Code Lists 10-12 Mark Survivable Objects

template <class T> inline void MarkSweep::follow_root(T* p) {
// If the reference points to an object that is not empty and not marked
T heap_oop = RawAccess<>::oop_load(p);
if (!CompressedOops::is_null(heap_oop)) {
oop obj = CompressedOops::decode_not_null(heap_oop);
if (!obj->mark_raw()->is_marked()) {
mark_object(obj); // Tag Object
follow_object(obj); // Members of Tagged Objects
follow_stack(); // Stack where markup reference is located
// Mark the array if the object is an array object, otherwise mark the member inline void MarkSweep::follow_object(oop obj) {
if (obj->is_objArray()) {
} else {
void MarkSweep::follow_stack() { // Whole stack where markup references are located
do {
// Mark one by one if the stack to be marked is not empty
while (!_marking_stack.is_empty()) {
oop obj = _marking_stack.pop();
// If the object array stack is not empty, mark one by one
if (!_objarray_stack.is_empty()) {
ObjArrayTask task = _objarray_stack.pop();
follow_array_chunk(objArrayOop(task.obj()), task.index());
// Class and array members that mark the type of array, such as String[] p = new String[2]
// The P tag also marks java.lang.Class, p[1],p[2]
inline void MarkSweep::follow_array(objArrayOop array) {
if (array->length() > 0) {
MarkSweep::push_objarray(array, 0);}

2. Compute New Object Address

After marking all the surviving objects, Serial GC calculates a new address for the surviving objects and stores it in the object header in preparation for the next object collation (Compact). The idea of calculating a new address for an object is to set cur_first Obj and compact_top points to the bottom of the space and then starts scanning from the bottom of the space if cur_ If obj scans a living object, set the new address of the object to compact_top, then continue scanning and repeat until cur_obj reaches the top of the space.

3. Adjust Object Pointer

Although the new object address is computed, the GC Root still points to the old object, and the object member refers to the old object address.

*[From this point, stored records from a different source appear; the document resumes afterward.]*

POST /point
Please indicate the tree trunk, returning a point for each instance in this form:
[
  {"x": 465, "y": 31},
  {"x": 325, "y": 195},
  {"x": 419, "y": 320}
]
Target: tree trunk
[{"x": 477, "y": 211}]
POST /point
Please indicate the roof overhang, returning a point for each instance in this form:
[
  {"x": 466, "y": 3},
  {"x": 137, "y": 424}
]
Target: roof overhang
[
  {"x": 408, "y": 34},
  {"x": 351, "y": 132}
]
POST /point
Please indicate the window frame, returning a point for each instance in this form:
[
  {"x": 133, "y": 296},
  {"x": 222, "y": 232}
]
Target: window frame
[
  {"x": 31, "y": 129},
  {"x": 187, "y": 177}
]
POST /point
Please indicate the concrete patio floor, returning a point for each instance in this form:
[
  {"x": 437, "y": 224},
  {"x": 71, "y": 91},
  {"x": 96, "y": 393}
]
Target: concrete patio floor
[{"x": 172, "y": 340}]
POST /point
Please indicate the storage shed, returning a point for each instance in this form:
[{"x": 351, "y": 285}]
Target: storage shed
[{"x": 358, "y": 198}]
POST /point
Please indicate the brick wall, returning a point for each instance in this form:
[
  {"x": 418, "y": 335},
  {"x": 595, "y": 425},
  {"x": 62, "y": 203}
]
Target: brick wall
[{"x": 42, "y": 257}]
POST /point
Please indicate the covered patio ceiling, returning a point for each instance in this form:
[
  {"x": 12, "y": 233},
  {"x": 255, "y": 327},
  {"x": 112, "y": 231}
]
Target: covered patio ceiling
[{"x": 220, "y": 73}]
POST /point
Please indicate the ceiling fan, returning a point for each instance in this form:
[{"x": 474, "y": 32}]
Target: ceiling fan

At this time, by adjusting the object pointer, you can modify these pointing relationships so that the GC Root points to the new object address, and then the reference of the object member is adjusted to refer to the new object address accordingly.

4. Move object

When everything is ready, memory is allocated to the object at the new address, and the reference relationship has been modified, but the object at the new address does not contain valid data, so the object data is copied from the old object address to the new object address one by one until the FGC completes. Serial GC resets GC-related data structures and logs GC information.

stopping the world

As mentioned in section 10.1.2, World Stop (STW) is the phenomenon where all Mutator threads pause. Both YGC and FGC of Serial GC use single threads, so all Mutator threads must be paused while GC is working. The larger the Java heap, the more obvious the STW is. Long STWs are not acceptable for GUI programs or other programs that require pseudo-real-time, fast response. So STW is one of the most criticized places in garbage collection technology: on the one hand, it takes time for all Mutator threads to reach a safe point, on the other hand, it also takes a lot of time for garbage collection itself after STW. So can we use modern processor multicores to parallelize some of the work in garbage collection after STW? Parallel GC gives a satisfactory answer to this question.